As she sees things, the changed situation today has less to do with material advancement - the adults she grew up with were already "tucked away in universities and hospitals and engineering firms" - than with greater cultural visibility. In America now, "there are a lot of Indian restaurants. There are Indian characters in sitcoms. Half of my college friends have backpacked through India . . . Mira Nair's films, you know. My books, I guess - and other people's, other writers of Indian origin; I'm not alone at all in that way. I think it's just a matter of a generation coming of age. My parents' generation made their presence known, but not quite in the same way. It's my generation that really seeped into the culture, and spread out and spread through it. People of Indian origin, like myself, they're still engineers and doctors and professors, but they are also writers, cooks, dancers, rock musicians, actors. They're not here for the one purpose of having a respectable job."

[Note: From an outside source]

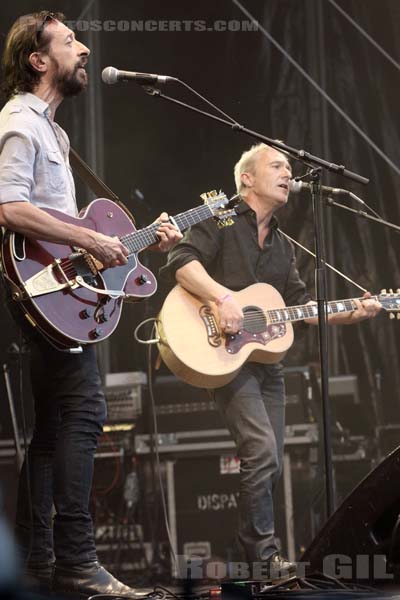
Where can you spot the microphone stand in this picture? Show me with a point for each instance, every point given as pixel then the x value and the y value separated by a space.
pixel 320 259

Lahiri doesn't say this in order to disparage her parents' respectably employed generation, which is treated empathetically in her fiction, though she is clear-eyed about its dilemmas. "Unlike so many immigrant groups," she says of her father and his peers, "it wasn't war, famine, persecution or anything like that driving them out. Nothing drove them out: it was a choice. But I think it was a conflicted choice. And it wasn't a particularly romantic choice in the way that friends of mine have moved to Europe, moved to Paris. Just wanting another kind of life - it wasn't that either. It was a combination of hunger for new experiences, perhaps wanting a better quality of life, and furthering one's education. But it was accompanied by a certain sense of misgiving. They were leaving behind their families, essentially for personal gain. So, a hard decision to make, I think. Certainly for my father. It didn't come without a price."
Her father, Amar, and mother, Tapati, first left India for Britain rather than America. Amar was working as a librarian at the London School of Economics when Nilanjana Sudeshna Lahiri - "Jhumpa" is a family nickname that her American teachers found easier to remember - was born in 1967.
Lahiri, who remembers visiting the city of her birth when her younger sister was "in a pushchair, as you say on this side of the Atlantic", was much taken with its foreign glamour as a child. She also thinks that British attitudes to India stack up differently. "India has never been as foreign a place to the English," she says, "because of the history and the past, the colonial past. It's still a very distant place, but in the collective consciousness it exists on some level. The attitudes may have been horrible or benign or anything in between, but the mere fact that it existed as something that you would find mentioned in a Jane Austen novel - that's not something you're going to find in Hawthorne or Melville."